Being a realist is not the same as being a pessimist.  In fact, it makes me kind of angry when people tell me I am being pessimistic about my illness.  There are certain things that I say and do that people will tell me are me just being pessimistic, but in all reality, these things are truths in my life that would be foolish not to accept.  
Truth 1:  I feel miserable 90% of the time.  Wether I am nauseous or in pain, have a migraine, sore throat or back pain.  Chances are, I feel pretty awful.  This is not me being overly dramatic, nor am I wanting sympathy.  Feeling miserable is just a part of my life.  
This also means, that if I have chosen to go to the gym or work out, that it took a heck of a lot of effort to get there.  It does not mean I feel any better than normal, it does not mean I’m exaggerating how bad I feel and it most certainly does mean that I feel good.  What it does mean is that I am stubborn and refuse to not workout just because I feel terrible.

Truth 2: This disease is with me for life. I have a chronic illness, it is not going anywhere.  There may be advancements in medicine and someday they might even eventually find a cure, but at this point in time, I am stuck with this disease for the rest of my life.
So don’t tell me I’m being pessimistic when I say that this is never going away.  Because it’s not.  Pending some miracle or scientific breakthrough, I will always have Crohns disease.

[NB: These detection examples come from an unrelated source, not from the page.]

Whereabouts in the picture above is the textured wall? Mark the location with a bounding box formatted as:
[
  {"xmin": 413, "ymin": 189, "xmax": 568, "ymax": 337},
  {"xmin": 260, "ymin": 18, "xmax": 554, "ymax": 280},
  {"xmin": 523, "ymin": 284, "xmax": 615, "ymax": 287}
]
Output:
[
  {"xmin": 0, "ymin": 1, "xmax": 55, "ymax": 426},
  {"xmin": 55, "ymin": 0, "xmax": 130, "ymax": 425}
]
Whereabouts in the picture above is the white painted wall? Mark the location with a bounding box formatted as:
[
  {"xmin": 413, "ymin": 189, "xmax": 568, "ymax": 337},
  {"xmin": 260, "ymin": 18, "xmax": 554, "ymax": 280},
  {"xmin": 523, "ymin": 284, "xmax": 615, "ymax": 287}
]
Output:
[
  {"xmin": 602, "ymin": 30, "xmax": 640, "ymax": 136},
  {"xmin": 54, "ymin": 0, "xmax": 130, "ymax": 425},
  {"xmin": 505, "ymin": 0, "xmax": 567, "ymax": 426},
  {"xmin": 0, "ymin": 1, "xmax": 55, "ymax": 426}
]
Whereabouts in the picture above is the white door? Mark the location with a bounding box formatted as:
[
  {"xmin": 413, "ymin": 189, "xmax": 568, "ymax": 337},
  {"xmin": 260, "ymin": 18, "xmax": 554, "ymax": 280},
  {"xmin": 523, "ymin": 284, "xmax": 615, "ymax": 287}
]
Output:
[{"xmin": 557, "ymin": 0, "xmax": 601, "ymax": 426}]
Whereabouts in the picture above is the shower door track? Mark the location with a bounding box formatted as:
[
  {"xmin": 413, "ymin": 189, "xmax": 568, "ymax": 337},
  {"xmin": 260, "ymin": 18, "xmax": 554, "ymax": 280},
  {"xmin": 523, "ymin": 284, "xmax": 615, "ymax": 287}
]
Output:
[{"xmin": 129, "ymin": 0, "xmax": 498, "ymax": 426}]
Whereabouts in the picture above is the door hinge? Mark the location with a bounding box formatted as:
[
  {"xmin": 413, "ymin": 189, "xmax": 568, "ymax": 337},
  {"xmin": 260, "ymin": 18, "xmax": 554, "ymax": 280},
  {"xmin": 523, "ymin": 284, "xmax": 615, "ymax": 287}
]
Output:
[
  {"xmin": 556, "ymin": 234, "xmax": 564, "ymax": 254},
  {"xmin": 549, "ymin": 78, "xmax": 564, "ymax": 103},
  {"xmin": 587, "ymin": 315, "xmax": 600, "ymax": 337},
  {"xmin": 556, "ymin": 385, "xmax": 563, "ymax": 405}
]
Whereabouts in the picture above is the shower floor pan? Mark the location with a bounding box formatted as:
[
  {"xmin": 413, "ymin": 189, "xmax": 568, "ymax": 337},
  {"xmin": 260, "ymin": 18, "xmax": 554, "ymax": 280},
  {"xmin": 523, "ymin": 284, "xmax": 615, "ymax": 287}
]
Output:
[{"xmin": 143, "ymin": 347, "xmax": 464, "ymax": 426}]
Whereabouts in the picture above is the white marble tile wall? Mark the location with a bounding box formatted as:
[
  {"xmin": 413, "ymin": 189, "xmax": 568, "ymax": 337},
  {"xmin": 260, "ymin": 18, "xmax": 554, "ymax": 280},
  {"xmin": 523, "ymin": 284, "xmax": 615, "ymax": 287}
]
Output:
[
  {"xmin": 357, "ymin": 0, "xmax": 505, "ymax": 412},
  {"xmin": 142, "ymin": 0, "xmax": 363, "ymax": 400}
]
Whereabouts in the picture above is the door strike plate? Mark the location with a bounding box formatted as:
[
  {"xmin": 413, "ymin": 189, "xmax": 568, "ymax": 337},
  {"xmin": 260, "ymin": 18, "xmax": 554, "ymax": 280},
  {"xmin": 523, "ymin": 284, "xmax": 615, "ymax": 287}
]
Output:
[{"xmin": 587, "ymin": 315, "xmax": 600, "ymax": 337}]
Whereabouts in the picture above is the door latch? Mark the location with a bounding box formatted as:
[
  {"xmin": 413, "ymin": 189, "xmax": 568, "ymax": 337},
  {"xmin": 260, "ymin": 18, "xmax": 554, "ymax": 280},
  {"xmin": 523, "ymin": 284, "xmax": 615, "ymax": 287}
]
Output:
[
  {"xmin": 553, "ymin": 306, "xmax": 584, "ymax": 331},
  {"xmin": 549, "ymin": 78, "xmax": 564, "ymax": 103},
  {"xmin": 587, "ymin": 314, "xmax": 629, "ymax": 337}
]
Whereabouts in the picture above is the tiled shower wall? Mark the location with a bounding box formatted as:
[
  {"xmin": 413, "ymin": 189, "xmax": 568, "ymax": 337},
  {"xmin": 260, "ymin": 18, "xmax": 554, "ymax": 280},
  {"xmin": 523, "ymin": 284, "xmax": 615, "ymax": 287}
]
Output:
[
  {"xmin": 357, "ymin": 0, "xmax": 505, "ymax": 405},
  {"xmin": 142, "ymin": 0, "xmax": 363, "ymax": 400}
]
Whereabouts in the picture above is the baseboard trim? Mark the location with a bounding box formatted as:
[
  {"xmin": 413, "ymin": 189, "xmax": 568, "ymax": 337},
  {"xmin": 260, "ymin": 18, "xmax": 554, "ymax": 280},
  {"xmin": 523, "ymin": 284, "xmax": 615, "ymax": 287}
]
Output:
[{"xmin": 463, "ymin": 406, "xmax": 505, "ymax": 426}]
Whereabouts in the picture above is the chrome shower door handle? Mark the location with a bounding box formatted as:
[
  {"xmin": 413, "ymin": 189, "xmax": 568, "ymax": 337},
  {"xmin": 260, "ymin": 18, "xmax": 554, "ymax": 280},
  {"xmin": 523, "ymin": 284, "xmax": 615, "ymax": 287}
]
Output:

Truth 3:  Nobody understands.  Now this one is interesting, because realistically no one understands what I am going through.  This is not me being melodramatic.  No one has lived the life I have lived, it is unique to me.  Sure, some people can sympathize or even empathize with me, but the average person literally has zero clue what it is like to be sick every day of your life for the last 9 years.

Well I’ll stop here for now, because I’m starting to feel like I’m ranting.  But I’ll leave you with what kept coming to mind while I was writing this is, “you don’t know me.”  I really am not pessimistic about my disease, to me, it is just the life I’ve been given to live even if it isn’t so normal.